AES-256 in CBC mode w/ PKCS#7 with cryptographically-secure, randomly generated IVs
Modified ~~Fernet~~ Tokens (sans timestamp and version fields) using HMAC-SHA-256 for authentication.
X25519 key exchange and HKDF for key derivation
Ed25519 for identity and verification.

AES-CBC-256 w/ PKCS#7

AES is a block cipher: it operates on exactly one 128-bit (16-byte) block at a time. To encrypt variable-length data, you need to run it in a mode of operation.

Block cipher modes are agnostic to the underlying cipher. The same ideas apply whether you’re using AES, Blowfish, or anything else. We’ll stick to AES throughout.

The naive approach gives you the first mode, ECB (Electronic Code Book): slice the plaintext into 16-byte blocks and encrypt each one independently. The output blocks are then concatenated into the ciphertext. ECB is easy to understand, but it still leaves a lot to be desired in terms of security. Because each block is encrypted independently with the same key, identical plaintext blocks produce identical ciphertext blocks. This means larger patterns in the data survive encryption. The classic demonstration is encrypting a bitmap image — the outlines of the original picture remain clearly visible in the ciphertext.

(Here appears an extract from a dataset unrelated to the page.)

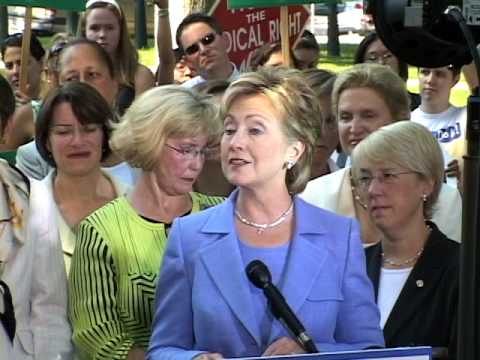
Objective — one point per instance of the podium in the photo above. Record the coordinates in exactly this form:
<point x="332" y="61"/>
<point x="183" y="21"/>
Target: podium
<point x="410" y="353"/>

CBC (Cipher Block Chaining) is a direct answer to this problem. Instead of encrypting each block in isolation, CBC XORs each plaintext block with the previous ciphertext block before encrypting it. This chains the blocks together: each ciphertext block depends on all previous plaintext, and any change anywhere in the message cascades through everything after it. For the very first block, there’s no previous ciphertext to XOR with, so we supply a random 16-byte value called the Initialization Vector (IV). The IV itself is not secret; it’s sent along with the ciphertext. Its only job is to ensure that two encryptions of the same plaintext under the same key look completely different.

The “256” in AES-256-CBC just means we’re using a 256-bit key rather than a 128-bit one. The block size — and therefore the IV — is still 128 bits.

PKCS#7 is a padding scheme that handles messages whose length isn’t a multiple of 16. It appends between 1 and 16 bytes to the plaintext before encryption, each byte set to the count of bytes added. If the plaintext happens to already be a multiple of 16, a full extra block of padding is added. This ensures the receiver can always unambiguously strip the padding after decryption.

Cryptographically-secure, pseudorandom, random number generators

Generating a random IV for each encryption requires a cryptographically-secure pseudorandom number generator (CSPRNG). A regular PRNG is not suitable here: if an attacker can predict your IV, the security guarantees of CBC break down. CSPRNGs typically rely on specialized hardware (or OS system calls backed by hardware) to gather true entropy that can’t be predicted from outside.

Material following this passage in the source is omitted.